Le 20 mai 2020, par Philippe Dufour

Une belle réussite pour une noble initiative qui revient à la maison Rouillac et au magazine Artension, avec l’aide du salon Puls’art, du centre d’art Olivier Debré de Tours et de nombreux autres partenaires privés…

Robert Combas (né en 1957), Perdu dans la forêt plein de trucs et de fleurs plein de couleurs… , 2019, acrylique sur toile, 50 40 cm.
Adjugé : 24 000 
La vente électronique « #Soutiens UnArtiste » s’est soldée par un véritable succès, puisqu’elle a permis de redistribuer 212 000 € aux artistes en situation précaire en ces temps de pandémie.
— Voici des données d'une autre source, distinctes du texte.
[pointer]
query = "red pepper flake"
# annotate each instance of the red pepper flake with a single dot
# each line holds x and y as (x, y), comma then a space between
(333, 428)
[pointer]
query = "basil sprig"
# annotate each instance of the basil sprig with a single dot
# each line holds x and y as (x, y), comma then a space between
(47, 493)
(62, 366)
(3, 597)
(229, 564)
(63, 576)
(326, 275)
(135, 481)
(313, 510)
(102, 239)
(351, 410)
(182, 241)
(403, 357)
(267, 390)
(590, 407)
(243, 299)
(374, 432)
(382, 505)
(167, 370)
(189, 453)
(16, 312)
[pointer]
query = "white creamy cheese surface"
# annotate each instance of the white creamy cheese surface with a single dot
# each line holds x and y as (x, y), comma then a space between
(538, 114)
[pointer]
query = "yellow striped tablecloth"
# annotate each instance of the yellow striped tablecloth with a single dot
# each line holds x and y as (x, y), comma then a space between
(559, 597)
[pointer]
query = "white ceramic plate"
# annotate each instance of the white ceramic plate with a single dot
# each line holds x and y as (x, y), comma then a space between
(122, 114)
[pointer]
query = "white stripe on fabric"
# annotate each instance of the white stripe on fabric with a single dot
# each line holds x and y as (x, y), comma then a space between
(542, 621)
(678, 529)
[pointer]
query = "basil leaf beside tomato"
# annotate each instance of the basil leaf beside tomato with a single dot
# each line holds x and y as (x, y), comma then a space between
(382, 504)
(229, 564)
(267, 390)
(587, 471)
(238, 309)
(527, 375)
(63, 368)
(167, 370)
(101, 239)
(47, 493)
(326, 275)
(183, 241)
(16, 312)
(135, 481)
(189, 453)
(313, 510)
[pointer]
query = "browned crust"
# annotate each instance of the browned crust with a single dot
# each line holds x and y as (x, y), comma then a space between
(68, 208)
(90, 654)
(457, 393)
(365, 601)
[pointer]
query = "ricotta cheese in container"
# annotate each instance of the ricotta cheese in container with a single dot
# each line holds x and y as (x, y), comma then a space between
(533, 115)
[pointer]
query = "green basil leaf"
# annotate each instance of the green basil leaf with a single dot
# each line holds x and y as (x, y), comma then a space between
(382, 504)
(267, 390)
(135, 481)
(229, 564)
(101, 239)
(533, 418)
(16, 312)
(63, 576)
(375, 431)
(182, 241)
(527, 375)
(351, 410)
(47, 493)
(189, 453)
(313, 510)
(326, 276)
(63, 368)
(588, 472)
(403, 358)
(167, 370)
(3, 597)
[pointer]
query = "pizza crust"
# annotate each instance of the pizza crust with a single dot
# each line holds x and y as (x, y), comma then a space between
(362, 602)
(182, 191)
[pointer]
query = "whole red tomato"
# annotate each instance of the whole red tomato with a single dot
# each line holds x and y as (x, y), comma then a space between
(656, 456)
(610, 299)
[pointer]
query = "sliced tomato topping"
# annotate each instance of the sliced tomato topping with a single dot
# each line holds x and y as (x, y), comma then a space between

La somme leur sera donc reversée à 100 %, sans aucun frais, même de gestion ; une partie (86 000 €) doit ainsi être distribuée par le biais de bourses individuelles de 1 000 €, gérées bénévolement par la Fondation Taylor. Sur le site de cette institution, on retrouve les formalités à remplir pour demander une bourse (dépôt des dossiers du 11 au 29 mai) ; à noter : on peut aussi y faire directement un don. Côté vacation, plus de la moitié des cinq cents œuvres présentées – dont beaucoup étaient des dons de galeristes (tels cinq dessins d’André Derain offerts par Hervé Courtaigne), de collectionneurs et d’artistes eux-mêmes, comme Sarah Moon et Ernest Pignon-Ernest… entre autres – ont trouvé preneurs, signées essentiellement par des plasticiens contemporains. En tête, cette toile donnée par son auteur Robert Combas, Perdu dans la forêt plein de trucs et de fleurs plein de couleurs (50 40 cm), un acrylique de 2019 qui a récolté la somme de 24 000 €. Soulignons que l’acheteur de l’œuvre, un Français travaillant à l’étranger, a découvert la vente grâce à un tweet du Monde… Un processus révélateur des nouvelles façons d’acheter nées de la crise actuelle, qui ont aussi boosté la fréquentation mensuelle du site Internet de la maison Rouillac, multipliée par cinq. Lors de la vente, d’autres artistes devaient également susciter des sommes notables, tels Harald Lyche avec sa toile Y humaine (160 140 cm) partie à 4 800 €, ou encore Pierre-Jean Chabert, sculpteur donnant vie à une délicate girafe en bronze nommée Tanzanie ( 36 23 cm), adoptée pour 2 000 €.